Most industry insiders see autonomous cars as an unavoidable reality. “The thing we don’t know is what the strategic landscape will look like,” Kirsch says. “What will be salient to consumers?”
Will the value be in the app that commuters use to hail a ride? Will certain hardware configurations produce more value than others? Will vehicle brands matter? “When you last went on a trip and rented a car, how much did you care about the brand of the car that you rented?” Kirsch asks.
IBM foresaw the rise of the personal computer but bet wrong on hardware over software, creating an opening for Microsoft. “That was probably the biggest strategic blunder of the 20th Century,” Kirsch says. “The biggest blunder of the 19th Century was Western Union giving Bell the telephone and sticking to the telegraph.”
Y Combinator founder Paul Graham describes the challenge in simple terms. “Move to the future, and build something interesting there,” he tells startup founders.
Taking that advice is not easy, especially for companies with large bureaucracies and long histories of success. “Incumbents make all kinds of mistakes,” Kirsch says.

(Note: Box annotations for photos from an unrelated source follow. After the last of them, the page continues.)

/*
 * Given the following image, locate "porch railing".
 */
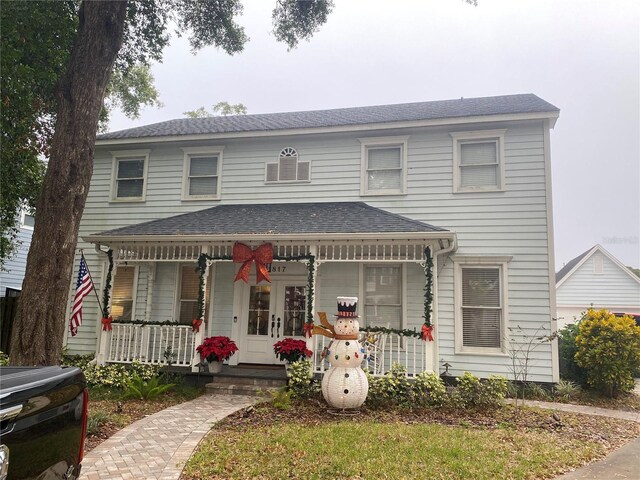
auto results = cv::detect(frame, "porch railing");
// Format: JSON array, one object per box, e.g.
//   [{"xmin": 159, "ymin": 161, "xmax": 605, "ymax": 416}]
[
  {"xmin": 312, "ymin": 333, "xmax": 429, "ymax": 377},
  {"xmin": 106, "ymin": 323, "xmax": 196, "ymax": 367}
]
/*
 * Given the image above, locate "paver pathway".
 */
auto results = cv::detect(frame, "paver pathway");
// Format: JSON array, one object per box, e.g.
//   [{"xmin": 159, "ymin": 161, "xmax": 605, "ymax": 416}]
[{"xmin": 80, "ymin": 395, "xmax": 260, "ymax": 480}]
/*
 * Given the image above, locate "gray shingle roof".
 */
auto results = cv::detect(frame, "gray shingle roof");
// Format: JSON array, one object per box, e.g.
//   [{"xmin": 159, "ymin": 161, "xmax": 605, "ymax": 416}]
[
  {"xmin": 98, "ymin": 94, "xmax": 559, "ymax": 140},
  {"xmin": 95, "ymin": 202, "xmax": 447, "ymax": 238}
]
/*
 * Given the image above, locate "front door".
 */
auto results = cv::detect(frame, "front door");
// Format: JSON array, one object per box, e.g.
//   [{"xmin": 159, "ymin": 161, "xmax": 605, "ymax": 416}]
[{"xmin": 238, "ymin": 280, "xmax": 307, "ymax": 364}]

- How fast is the future coming?
Even if C-suite gurus correctly guess the future, they must still calculate the timing. “If you go to the future and build something there, and it takes a lot of money, and you’re stuck there waiting for the future to arrive, that’s not so good,” Kirsch says. “You want the thing to be ready when the market gets to you, but not too early.”
Remember Newton, the first personal digital assistant that recognized handwriting? Apple introduced the product with a detachable stylus in 1993. The market took notice but never fully embraced the gadget. “Next came the entire Palm ecosystem, which came and went before the smartphone,” Kirsch says. “Why didn’t Palm make the jump to the mobile age?”
Kirsch says Ford’s decision to replace Fields might have more to do with timing than direction. Maybe the board didn’t think Fields placed a big enough bet — or maybe he wasn’t moving fast enough into the future.
“That would reflect the board’s assessment of question 2, but it doesn’t get them any closer to answering question 1,” Kirsch says. “If the answer to question 1 is that the incumbent manufacturer’s capabilities are worthless in the future, then the faster you get there, the faster you’re completely commoditized and made invisible under the brand of the app that’s hailing the vehicle.”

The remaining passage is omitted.